Fiona Apple McAfee Maggart was raised by unconventional parents, show-biz wannabes (aren’t we all?) who separated when she was 4 to live in New York and L.A. Young Fiona thus had both coasts to stoke the fires of her creative ambitions, and to double her chances at an artistic livelihood. She was shy and sensitive, but she had a shot at a normal adolescent life — until she was raped, of course.

After that, she says, she became more withdrawn, finding solace in such obsessive-compulsive acts as roller skating 88 times around the kitchen table when no one was home (once for every key on the piano). She took the usual abuse from her schoolmates, who branded her “ugly” and “dog.” But that just became more fodder for the talented teen’s notebooks, more reason to retreat to her room and her beloved, brooding world of music. She listened to her parents’ albums — the Beatles, Joan Armitrading, Hendrix — and desperately, almost unconsciously, began formulating a voice of her own.

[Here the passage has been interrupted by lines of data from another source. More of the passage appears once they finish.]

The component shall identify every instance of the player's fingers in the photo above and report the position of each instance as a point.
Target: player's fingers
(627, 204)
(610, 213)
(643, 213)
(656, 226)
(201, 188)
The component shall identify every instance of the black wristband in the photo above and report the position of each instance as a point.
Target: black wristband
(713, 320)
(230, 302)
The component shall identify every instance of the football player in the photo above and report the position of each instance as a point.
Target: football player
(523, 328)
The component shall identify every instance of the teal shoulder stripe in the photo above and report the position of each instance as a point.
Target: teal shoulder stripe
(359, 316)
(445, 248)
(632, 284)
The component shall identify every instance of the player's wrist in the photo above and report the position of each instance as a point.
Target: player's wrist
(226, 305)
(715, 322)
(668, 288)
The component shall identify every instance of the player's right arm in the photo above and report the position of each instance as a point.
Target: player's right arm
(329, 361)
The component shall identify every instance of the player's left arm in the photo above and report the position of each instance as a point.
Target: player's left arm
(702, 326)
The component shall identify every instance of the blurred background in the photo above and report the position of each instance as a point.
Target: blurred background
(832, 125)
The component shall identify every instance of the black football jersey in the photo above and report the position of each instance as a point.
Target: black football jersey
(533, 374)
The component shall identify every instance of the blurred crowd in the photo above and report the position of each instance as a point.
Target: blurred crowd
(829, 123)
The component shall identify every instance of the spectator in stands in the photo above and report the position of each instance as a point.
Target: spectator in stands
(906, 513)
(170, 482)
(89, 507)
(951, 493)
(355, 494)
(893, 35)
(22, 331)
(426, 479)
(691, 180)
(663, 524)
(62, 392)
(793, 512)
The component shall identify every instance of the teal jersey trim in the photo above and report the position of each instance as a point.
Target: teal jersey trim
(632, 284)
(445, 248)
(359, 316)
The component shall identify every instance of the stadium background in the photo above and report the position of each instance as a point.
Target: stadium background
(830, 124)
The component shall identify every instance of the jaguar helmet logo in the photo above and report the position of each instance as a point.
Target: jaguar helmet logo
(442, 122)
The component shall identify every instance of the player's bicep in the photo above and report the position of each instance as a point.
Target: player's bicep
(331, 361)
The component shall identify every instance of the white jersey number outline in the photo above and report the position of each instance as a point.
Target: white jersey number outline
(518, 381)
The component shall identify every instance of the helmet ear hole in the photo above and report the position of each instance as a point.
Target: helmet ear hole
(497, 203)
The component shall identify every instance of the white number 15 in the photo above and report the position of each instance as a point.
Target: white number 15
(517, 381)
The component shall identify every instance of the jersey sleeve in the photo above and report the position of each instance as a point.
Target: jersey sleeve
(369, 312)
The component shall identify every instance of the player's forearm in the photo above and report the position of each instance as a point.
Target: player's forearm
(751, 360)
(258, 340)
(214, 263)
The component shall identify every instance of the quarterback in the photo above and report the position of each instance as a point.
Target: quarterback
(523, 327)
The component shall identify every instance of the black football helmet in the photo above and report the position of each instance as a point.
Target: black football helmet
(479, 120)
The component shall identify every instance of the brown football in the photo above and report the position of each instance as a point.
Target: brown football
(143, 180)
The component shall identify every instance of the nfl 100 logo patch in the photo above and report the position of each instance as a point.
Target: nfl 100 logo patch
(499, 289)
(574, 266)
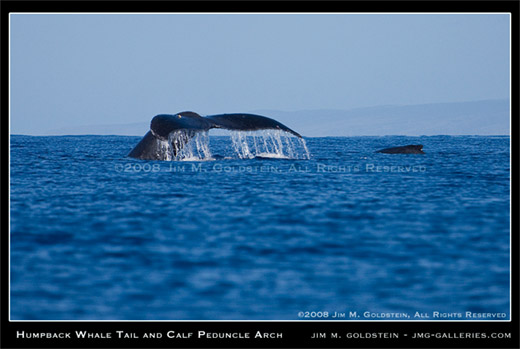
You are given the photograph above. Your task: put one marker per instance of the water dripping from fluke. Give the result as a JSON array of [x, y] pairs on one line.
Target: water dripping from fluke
[[187, 145]]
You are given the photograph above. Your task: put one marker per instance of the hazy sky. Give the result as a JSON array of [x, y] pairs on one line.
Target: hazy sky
[[69, 70]]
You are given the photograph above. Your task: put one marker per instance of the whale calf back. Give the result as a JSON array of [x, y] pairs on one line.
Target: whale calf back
[[152, 145], [406, 149]]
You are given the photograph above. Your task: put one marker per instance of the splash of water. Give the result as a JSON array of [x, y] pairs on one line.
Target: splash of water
[[269, 143], [188, 145]]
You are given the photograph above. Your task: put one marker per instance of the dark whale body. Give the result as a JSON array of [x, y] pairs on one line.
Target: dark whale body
[[189, 123], [407, 149]]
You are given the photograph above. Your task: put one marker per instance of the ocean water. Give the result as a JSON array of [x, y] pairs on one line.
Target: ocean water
[[97, 235]]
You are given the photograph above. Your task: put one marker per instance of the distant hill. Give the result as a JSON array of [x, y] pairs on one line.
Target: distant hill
[[489, 117], [466, 118]]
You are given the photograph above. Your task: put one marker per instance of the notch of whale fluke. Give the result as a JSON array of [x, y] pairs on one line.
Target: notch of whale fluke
[[406, 149], [187, 123]]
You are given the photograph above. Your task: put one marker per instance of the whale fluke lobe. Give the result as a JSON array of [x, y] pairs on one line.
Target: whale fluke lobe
[[248, 122], [170, 133], [407, 149]]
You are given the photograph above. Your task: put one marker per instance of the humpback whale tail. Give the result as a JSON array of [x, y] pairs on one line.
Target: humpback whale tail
[[187, 124]]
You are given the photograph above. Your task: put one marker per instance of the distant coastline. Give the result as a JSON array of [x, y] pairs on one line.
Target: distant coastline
[[483, 118]]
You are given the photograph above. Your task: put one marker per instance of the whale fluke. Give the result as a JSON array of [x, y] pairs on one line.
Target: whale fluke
[[151, 146], [407, 149]]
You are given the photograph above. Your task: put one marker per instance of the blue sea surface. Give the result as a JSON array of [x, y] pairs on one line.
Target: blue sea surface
[[96, 235]]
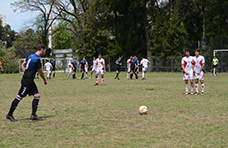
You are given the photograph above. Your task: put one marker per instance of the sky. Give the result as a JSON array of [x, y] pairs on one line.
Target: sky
[[16, 20]]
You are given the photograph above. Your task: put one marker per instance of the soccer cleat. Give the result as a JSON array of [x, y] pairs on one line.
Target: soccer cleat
[[35, 117], [11, 118]]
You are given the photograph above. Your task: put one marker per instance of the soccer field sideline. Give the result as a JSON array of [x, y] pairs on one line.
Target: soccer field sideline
[[78, 114]]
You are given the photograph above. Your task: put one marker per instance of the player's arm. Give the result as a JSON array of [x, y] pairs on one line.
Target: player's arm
[[23, 66]]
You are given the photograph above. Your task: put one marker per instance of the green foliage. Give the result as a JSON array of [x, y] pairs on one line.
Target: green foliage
[[9, 59]]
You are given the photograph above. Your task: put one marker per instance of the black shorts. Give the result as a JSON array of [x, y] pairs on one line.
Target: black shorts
[[27, 88], [117, 68], [214, 66]]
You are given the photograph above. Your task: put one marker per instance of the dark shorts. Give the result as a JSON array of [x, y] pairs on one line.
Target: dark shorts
[[117, 68], [214, 66], [27, 88]]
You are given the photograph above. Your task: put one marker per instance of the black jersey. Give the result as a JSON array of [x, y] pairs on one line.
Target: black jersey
[[33, 63]]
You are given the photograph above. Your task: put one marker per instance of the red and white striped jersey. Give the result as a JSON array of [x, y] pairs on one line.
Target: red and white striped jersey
[[188, 62], [198, 62]]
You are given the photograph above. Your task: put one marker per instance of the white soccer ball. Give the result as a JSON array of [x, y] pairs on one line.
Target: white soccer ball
[[143, 110]]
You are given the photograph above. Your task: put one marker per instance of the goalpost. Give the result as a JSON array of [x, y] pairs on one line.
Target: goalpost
[[214, 52]]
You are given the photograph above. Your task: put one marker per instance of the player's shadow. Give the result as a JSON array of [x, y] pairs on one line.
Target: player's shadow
[[43, 117]]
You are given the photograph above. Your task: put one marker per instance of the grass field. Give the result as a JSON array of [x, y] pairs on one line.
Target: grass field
[[78, 114]]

Ah, that voice: As it moves effortlessly from languid trip-hop and jaded lounge jazz to a wondrously decadent Kurt Weillian cabaret bizarre, Apple’s voice is a marvel, spanning the distance from the trenches of teen loneliness to the gossamer freedom of a real chanteuse newly discovering the spread of her wings.

Before the Tidal sessions, in fact, she had never even played with a band, fueling much speculation of where she came up with such a precocious gift. Certainly, the years of playing piano in the bedroom have paid off — and maybe, as she claims, the fact that her traumatic adolescence left her unafraid of nearly everything has also helped. But more likely, and more simply, the kid’s just a natural.

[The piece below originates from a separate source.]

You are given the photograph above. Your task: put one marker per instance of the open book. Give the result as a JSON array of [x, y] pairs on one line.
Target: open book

She’s damn lucky, too. A friend who was baby-sitting for a high-powered New York City publicist passed along Fiona’s three-song demo, catching the publicist’s ear. At a party, the publicist in turn passed the tape along to Andrew Slater, the high-powered producer and manager of such musical luminaries as The Wallflowers and Warren Zevon. Slater liked what he heard, and wanted to hear more. (There are probably hundreds of New York singer/songwriters busy making friends with baby sitters all over the city, even now.)

As her star rises, Fiona seems to be moving into the presently vacant Angriest Rocker seat (after Sinead O’Connor and Kurt Cobain — good company, no?). Her live shows are punctuated with a caustic honesty and outbursts of hostility, often directed at herself. In light of her self-professed mission to “help people,” she’s been criticized for her alluring, slightly demented “Criminal” video, where the outspoken but undeniably beautiful young woman prances in her underwear, doing a striptease to the bump and grind of her own seductive music. But a closer inspection reveals a clever shift in objectification: Much like Madonna and P.J. Harvey before her, Fiona exudes an ironic, post-feminist sexuality. This ever-so-shy misfit is watching us watch her, enjoying the attention and the new-found joy of her own gawky body. And having the last laugh.

They say that, every town she plays in, Fiona makes sure to get the local papers and read the various and sordid takes on her own remarkable life. If that’s true, then you’re reading this, Fiona. And if you are, I want you to listen to this: Life can be long. Life can be good. Enjoy yourself, and get comfortable: You’re gonna be around awhile.